US 12,308,021 B2
Punctuation mark delete model training device, punctuation mark delete model, and determination device
Taku Katou, Chiyoda-ku (JP)
Assigned to NTT DOCOMO, INC., Chiyoda-ku (JP)
Appl. No. 17/995,529
Filed by NTT DOCOMO, INC., Chiyoda-ku (JP)
PCT Filed Apr. 8, 2021, PCT No. PCT/JP2021/014931
§ 371(c)(1), (2) Date Oct. 5, 2022,
PCT Pub. No. WO2021/215262, PCT Pub. Date Oct. 28, 2021.
Claims priority of application No. 2020-074788 (JP), filed on Apr. 20, 2020.
Prior Publication US 2023/0223017 A1, Jul. 13, 2023
Int. Cl.

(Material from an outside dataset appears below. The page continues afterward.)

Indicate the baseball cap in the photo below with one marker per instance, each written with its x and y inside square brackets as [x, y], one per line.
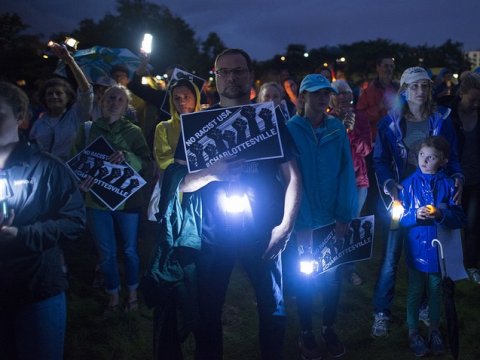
[105, 81]
[413, 74]
[315, 82]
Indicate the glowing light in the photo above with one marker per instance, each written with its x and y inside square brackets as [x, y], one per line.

G10L 15/18 (2013.01); G06F 16/33 (2025.01); G06F 40/232 (2020.01); G10L 15/22 (2006.01); G10L 15/26 (2006.01); G10L 25/93 (2013.01)
CPC G10L 15/1822 (2013.01) [G06F 16/33 (2019.01); G06F 40/232 (2020.01); G10L 15/22 (2013.01); G10L 15/26 (2013.01); G10L 25/93 (2013.01)] 9 Claims
OG exemplary drawing
 
1. A punctuation mark delete model learning device for generating, through machine learning, a punctuation mark delete model for determining whether or not a punctuation mark assigned to text obtained by speech recognition processing is correct,
wherein the punctuation mark delete model receives two consecutive sentences of a first sentence with a punctuation mark assigned at an end of the sentence and a second sentence following the first sentence, and outputs a probability indicating whether the punctuation mark assigned at an end of the first sentence is correct, and
the punctuation mark delete model learning device comprises circuitry configured to:
generate first learning data consisting of a pair of an input sentence including a preceding sentence, the preceding sentence being a sentence with a punctuation mark assigned at an end of the sentence, and a subsequent sentence, the subsequent sentence being a sentence following the punctuation mark in text constituting a first text corpus, and a label indicating whether or not the assignment of the punctuation mark is correct on the basis of the first text corpus, the first text corpus being text including of one or more sentences obtained by speech recognition processing and having a punctuation mark assigned thereto on the basis of information obtained by speech recognition processing; and
update parameters of the punctuation mark delete model on the basis of an error between the probability obtained by inputting the input sentences of the first learning data to the punctuation mark delete model and the label associated with the input sentence.